In the swing process in the first embodiment, the swing motion that swings in the range of −180 degrees to +180 degrees is performed only once. In the varnish application method of the third embodiment, the swing motion is performed a plurality of times. As a result, the varnish diffusion / penetration effect can be further enhanced.

  The number of swing movements performed in the varnish processing step is configured to be set in advance in the control unit 7 by the operator. Therefore, the number of swing movements can be changed as appropriate.

[Fourth Embodiment]
Next, a fourth embodiment of the varnish treatment method according to the present invention will be described.
In the heating process in the first embodiment, the hot air generator 40 is used. However, in the heating process in the fourth embodiment, a heating device other than the hot air generator, such as an electric heating device or a far-infrared furnace, is used. It is. Even if such a heating means is used, the same effect as in the first embodiment can be obtained.

[Fifth Embodiment]
Next, a fifth embodiment of the varnish treatment method according to the present invention will be described.
In the swing process in the first embodiment, a swing motion that swings at a constant speed in a range of −180 degrees to +180 degrees is performed. In the fifth embodiment, the speed of the swing motion of the swing process in the first embodiment is continuously changed. The rate of speed change is, for example, 5% to 20%, whereby the balance between the axial centrifugal force acting on the varnish 200 and the gravity changes, and the diffusion and penetration of the winding in the axial direction are promoted.

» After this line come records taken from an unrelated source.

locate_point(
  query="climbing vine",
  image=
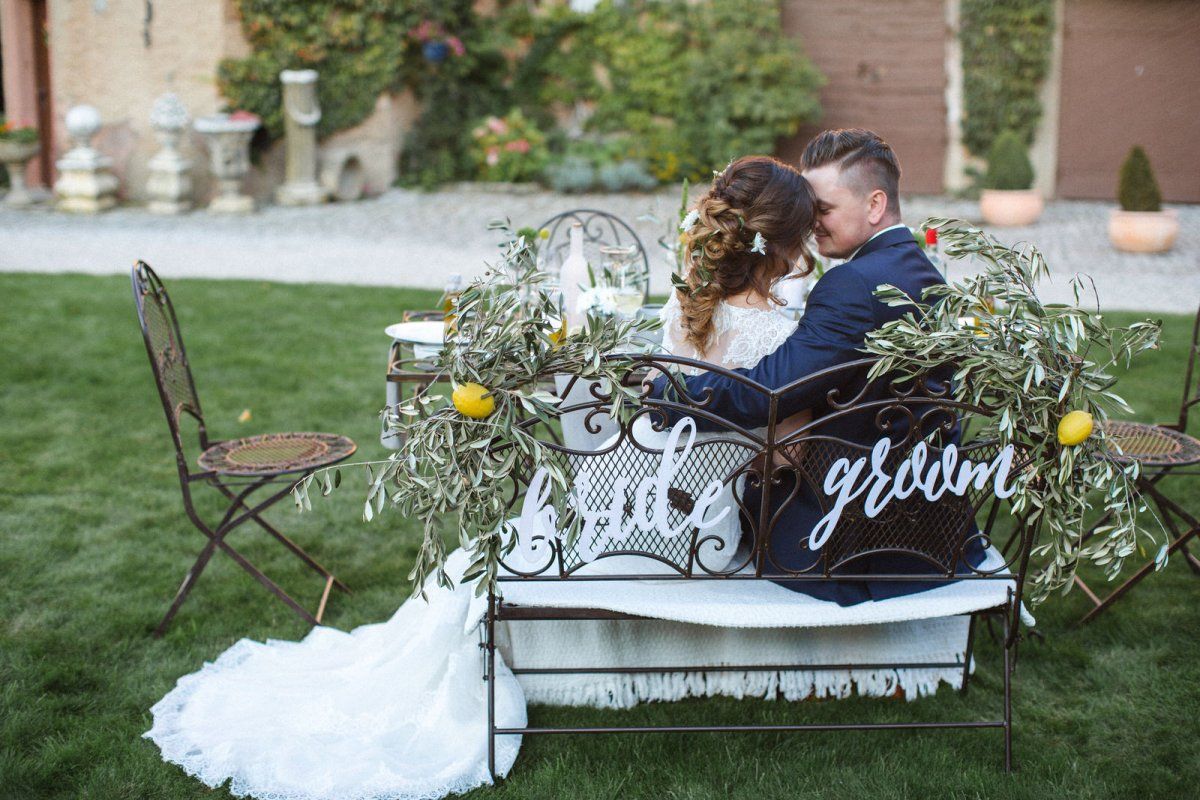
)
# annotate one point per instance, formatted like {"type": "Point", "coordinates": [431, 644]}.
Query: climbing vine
{"type": "Point", "coordinates": [1006, 56]}
{"type": "Point", "coordinates": [688, 84]}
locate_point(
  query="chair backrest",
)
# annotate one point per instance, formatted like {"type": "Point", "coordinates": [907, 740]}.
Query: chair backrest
{"type": "Point", "coordinates": [865, 439]}
{"type": "Point", "coordinates": [168, 360]}
{"type": "Point", "coordinates": [600, 229]}
{"type": "Point", "coordinates": [1191, 379]}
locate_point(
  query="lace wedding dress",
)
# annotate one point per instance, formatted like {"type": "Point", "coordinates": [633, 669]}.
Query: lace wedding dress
{"type": "Point", "coordinates": [387, 711]}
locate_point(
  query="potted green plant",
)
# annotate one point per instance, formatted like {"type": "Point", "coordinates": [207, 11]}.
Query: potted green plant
{"type": "Point", "coordinates": [18, 145]}
{"type": "Point", "coordinates": [1008, 197]}
{"type": "Point", "coordinates": [1141, 224]}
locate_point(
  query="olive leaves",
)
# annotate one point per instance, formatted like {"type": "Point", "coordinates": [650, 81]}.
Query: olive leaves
{"type": "Point", "coordinates": [1032, 362]}
{"type": "Point", "coordinates": [456, 474]}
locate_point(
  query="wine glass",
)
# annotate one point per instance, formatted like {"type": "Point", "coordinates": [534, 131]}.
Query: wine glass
{"type": "Point", "coordinates": [628, 282]}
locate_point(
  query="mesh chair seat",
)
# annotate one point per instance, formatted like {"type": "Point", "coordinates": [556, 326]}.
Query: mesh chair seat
{"type": "Point", "coordinates": [271, 453]}
{"type": "Point", "coordinates": [1152, 445]}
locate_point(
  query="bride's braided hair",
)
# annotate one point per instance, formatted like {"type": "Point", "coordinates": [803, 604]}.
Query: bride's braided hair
{"type": "Point", "coordinates": [755, 194]}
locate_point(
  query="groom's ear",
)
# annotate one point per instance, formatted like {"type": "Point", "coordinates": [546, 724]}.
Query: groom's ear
{"type": "Point", "coordinates": [876, 206]}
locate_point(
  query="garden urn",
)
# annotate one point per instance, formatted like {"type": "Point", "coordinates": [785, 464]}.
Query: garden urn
{"type": "Point", "coordinates": [15, 156]}
{"type": "Point", "coordinates": [1011, 208]}
{"type": "Point", "coordinates": [1144, 232]}
{"type": "Point", "coordinates": [227, 137]}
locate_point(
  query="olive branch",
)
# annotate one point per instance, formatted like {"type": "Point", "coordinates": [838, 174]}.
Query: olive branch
{"type": "Point", "coordinates": [454, 471]}
{"type": "Point", "coordinates": [1032, 362]}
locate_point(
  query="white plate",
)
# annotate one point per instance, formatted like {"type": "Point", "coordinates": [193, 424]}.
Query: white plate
{"type": "Point", "coordinates": [423, 332]}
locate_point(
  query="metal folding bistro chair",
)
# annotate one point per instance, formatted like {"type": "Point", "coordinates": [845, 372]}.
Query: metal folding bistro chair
{"type": "Point", "coordinates": [600, 229]}
{"type": "Point", "coordinates": [235, 468]}
{"type": "Point", "coordinates": [1161, 450]}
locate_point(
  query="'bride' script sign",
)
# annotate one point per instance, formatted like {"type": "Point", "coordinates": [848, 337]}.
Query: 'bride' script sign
{"type": "Point", "coordinates": [846, 481]}
{"type": "Point", "coordinates": [540, 522]}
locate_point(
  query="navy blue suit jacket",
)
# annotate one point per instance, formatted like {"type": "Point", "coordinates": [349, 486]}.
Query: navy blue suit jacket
{"type": "Point", "coordinates": [840, 312]}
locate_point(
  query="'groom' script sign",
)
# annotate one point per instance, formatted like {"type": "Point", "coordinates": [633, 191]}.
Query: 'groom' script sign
{"type": "Point", "coordinates": [846, 481]}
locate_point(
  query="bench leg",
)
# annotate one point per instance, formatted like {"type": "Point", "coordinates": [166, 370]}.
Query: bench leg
{"type": "Point", "coordinates": [1009, 643]}
{"type": "Point", "coordinates": [491, 686]}
{"type": "Point", "coordinates": [966, 656]}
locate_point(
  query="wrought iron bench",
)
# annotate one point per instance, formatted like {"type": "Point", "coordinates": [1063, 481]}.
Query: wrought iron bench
{"type": "Point", "coordinates": [768, 471]}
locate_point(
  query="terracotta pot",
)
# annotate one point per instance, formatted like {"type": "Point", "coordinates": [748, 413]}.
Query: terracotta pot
{"type": "Point", "coordinates": [1011, 206]}
{"type": "Point", "coordinates": [1144, 232]}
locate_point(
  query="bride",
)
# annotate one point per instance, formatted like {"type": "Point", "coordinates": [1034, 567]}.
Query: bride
{"type": "Point", "coordinates": [397, 709]}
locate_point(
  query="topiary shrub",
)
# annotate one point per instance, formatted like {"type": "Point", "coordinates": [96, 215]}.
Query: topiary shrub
{"type": "Point", "coordinates": [1138, 190]}
{"type": "Point", "coordinates": [1008, 164]}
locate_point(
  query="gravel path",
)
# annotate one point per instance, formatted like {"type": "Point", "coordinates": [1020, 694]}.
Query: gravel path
{"type": "Point", "coordinates": [411, 238]}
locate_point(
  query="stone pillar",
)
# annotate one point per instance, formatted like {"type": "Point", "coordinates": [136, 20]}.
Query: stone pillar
{"type": "Point", "coordinates": [301, 112]}
{"type": "Point", "coordinates": [169, 185]}
{"type": "Point", "coordinates": [85, 184]}
{"type": "Point", "coordinates": [228, 139]}
{"type": "Point", "coordinates": [954, 170]}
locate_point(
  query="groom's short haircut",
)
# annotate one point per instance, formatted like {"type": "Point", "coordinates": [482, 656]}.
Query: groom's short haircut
{"type": "Point", "coordinates": [850, 148]}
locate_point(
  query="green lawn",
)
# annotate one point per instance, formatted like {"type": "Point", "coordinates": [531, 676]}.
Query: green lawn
{"type": "Point", "coordinates": [94, 542]}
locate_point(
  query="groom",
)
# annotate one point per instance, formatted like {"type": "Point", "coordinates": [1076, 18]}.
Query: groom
{"type": "Point", "coordinates": [856, 179]}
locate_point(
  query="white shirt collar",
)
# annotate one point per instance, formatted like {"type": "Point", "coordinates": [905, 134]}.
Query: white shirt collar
{"type": "Point", "coordinates": [877, 233]}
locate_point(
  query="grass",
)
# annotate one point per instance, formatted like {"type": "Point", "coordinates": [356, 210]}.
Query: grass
{"type": "Point", "coordinates": [94, 542]}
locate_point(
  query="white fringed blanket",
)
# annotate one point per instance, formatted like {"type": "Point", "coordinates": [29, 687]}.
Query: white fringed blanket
{"type": "Point", "coordinates": [735, 623]}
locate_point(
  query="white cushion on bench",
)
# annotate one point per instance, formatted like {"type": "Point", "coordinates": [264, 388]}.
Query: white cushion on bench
{"type": "Point", "coordinates": [759, 603]}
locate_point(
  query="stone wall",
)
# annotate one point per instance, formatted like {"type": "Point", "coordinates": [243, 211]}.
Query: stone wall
{"type": "Point", "coordinates": [100, 56]}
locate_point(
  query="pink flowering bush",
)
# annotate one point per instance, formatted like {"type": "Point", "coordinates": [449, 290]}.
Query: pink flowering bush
{"type": "Point", "coordinates": [509, 149]}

  The speed pattern of the swing motion performed in the varnish processing step is configured so that the operator presets the control unit 7. Therefore, it is possible to appropriately change the speed pattern of the swing motion.

[Sixth Embodiment]
Next, a sixth embodiment of the varnish treatment method according to the present invention will be described.
In the sixth embodiment, the swing time, swing angle range, and the like in the swing process in each of the above-described embodiments are simplified by the effect of the varnish flow-down process.

  In the varnish flow-down process, the varnish flows down while rotating the rotary electric machine 100, so that the varnish diffusion / penetration effect is obtained. Therefore, when a sufficient diffusion / penetration effect of the varnish is obtained by the varnish flow-down process, the swing process can be omitted or the time of the swing motion can be set short. In order to shorten the swing exercise time, for example, the swing angle range can be set narrow. In order to omit and save the swing process, it is possible to set a longer time for the varnish flow process.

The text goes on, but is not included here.